Book Review: In Manchuria
The head of the chicken that is the map of China is more or less in the place that we would call Manchuria. Dongbei (the Northeast) as it’s more commonly known now is bitterly cold in winter, desolate, and pocked by mines and heavy industry.
For this book, Mike Meyer parks himself in a lonely Dongbei village called Wasteland for a year. The village’s main thoroughfare, Red Flag Road, is marked by a “dotted line of trash.” But Meyer finds the beauty in the bleakness. He finds it through the eyes of the people he meets; he brings it alive through the drama of history; and he warms the landscape with his humor and comic timing.
He also stays a full year affording him the chance to show us the beauty brought by the changing of the seasons. “Summer was a time to savor,” he writes. “July is when the rice sunbathes.”
Meyer punctuates his visits with the villagers, morning runs and a voluntary teaching stint at the local school with trips by bus, train, taxi, and even at one point, a flying carpet – to borders, cities and cemeteries around the region, tracing Manchuria’s story. And that’s the real focus of this book – the land’s past. And it has been a wild one. Manchuria was the origin of China’s last dynasty – the Qing Empire. Russia sliced off a section at the end of the 19th Century. Japan invaded in the 1930s, creating the puppet state of Manchukuo; and one of the defining battles of the civil war between the Communists and the Nationalists, the Siege of Changchun, took place here. Communist troops starved at least 160,000 people to death, but like Tiananmen, it’s a piece of history that’s been erased by the state.
There is a lot of history in here, and it could so easily have been dry but Meyer’s search for remnants of the past and the people he meets on his journeys in search of them introduce adventure to the stories.

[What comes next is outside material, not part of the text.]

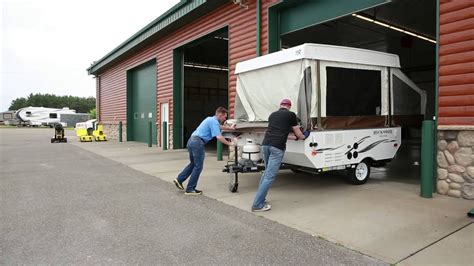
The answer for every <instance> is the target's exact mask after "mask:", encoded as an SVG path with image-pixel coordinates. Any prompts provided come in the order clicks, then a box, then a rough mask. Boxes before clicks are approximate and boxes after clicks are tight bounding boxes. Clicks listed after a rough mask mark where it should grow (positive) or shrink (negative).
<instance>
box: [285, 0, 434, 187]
mask: <svg viewBox="0 0 474 266" xmlns="http://www.w3.org/2000/svg"><path fill="white" fill-rule="evenodd" d="M435 36H436V1H431V0H420V1H410V0H393V1H392V2H390V3H387V4H384V5H381V6H378V7H375V8H370V9H366V10H363V11H359V12H357V13H353V14H349V15H347V16H344V17H340V18H338V19H335V20H330V21H327V22H324V23H321V24H317V25H314V26H311V27H307V28H304V29H301V30H297V31H293V32H289V33H286V34H283V35H282V36H281V46H282V48H283V49H284V48H289V47H293V46H297V45H300V44H303V43H320V44H330V45H340V46H348V47H355V48H362V49H369V50H375V51H381V52H386V53H392V54H396V55H398V56H399V58H400V64H401V70H402V72H403V73H404V74H405V75H406V76H408V77H409V79H410V80H412V81H413V82H414V83H415V84H416V85H417V86H418V87H419V88H420V89H422V90H424V91H425V92H426V96H427V102H426V109H425V114H424V117H423V116H419V117H416V118H414V117H413V116H411V117H410V119H399V120H398V121H397V120H396V119H395V120H396V122H397V124H400V125H401V126H402V132H403V135H402V138H403V140H402V146H401V149H400V150H399V152H398V154H397V157H396V158H395V159H394V161H392V163H390V164H389V165H388V166H387V167H386V168H384V167H382V168H379V170H380V171H379V172H381V173H384V172H387V173H388V174H380V175H377V174H375V173H374V174H373V177H375V178H377V177H380V178H386V177H388V176H390V177H391V178H392V177H396V179H397V180H404V181H407V182H413V183H416V182H418V180H419V177H420V166H419V164H420V163H419V162H420V146H421V122H422V120H423V119H431V118H432V117H433V116H434V115H435V77H436V72H435V71H436V69H435V68H436V41H435V40H436V37H435ZM395 86H397V87H399V92H400V93H405V95H404V96H405V97H404V98H407V97H408V98H410V96H407V95H406V93H408V91H410V90H403V82H401V81H400V80H398V79H397V77H393V83H392V87H395ZM394 93H395V91H394ZM336 97H337V96H336ZM394 98H395V96H394ZM374 172H375V171H374Z"/></svg>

At one point we return to the past through the songs and memories of Auntie Yi, a retired Communist cadre who plants poppies along Red Flag Road “so the road would look nice.”
There is also a little of the future in this book. In his previous title, The Last Days of Old Beijing, Meyer looked at how urban residents felt as developers razed their homes in the old hutongs or alleyways in the capital in the runup to the 2008 Olympics, but here he watches how the people of Wasteland react to moves made by private rice company Eastern Fortune to buy up the farmers’ land and move them into concrete walk-ups at the edge of the village.
He describes the transformation – almost inevitable – taking place in the countryside today in China. A move from hard-to-control smallholdings to big, easy-to-monitor commercial farms. Meyer may be saddened by this, but he still gives a voice to a few villagers who support these changes.
So many books about China focus on the big news stories – the human rights activists, top-flying CEOs, corrupt politicians and protesting ethnic minorities. But Meyer speaks to the man in the street, giving us access to a much more intimate picture of China, even for those of us who spent many years living in the country. In fact, the only real headline-grabber Meyer meets in this book is Meng Zhaoguo, the man who claimed he had had sex with an alien woman from space. They “copulated for 40 minutes”.
It’s a mixed bag in the end – the book is part history-lesson, part travelogue, part politics, part people, and part fun. But In Manchuria is also a love story to his wife, Frances, who grew up in Wasteland. His affection for her family – some members, including the poppy-tending Auntie Yi, still live in the village – gives him a connection to the land that is easily sensed through his writing.
We might also describe it as a love story for Manchuria, and it’s a fondness that rubs off on the reader.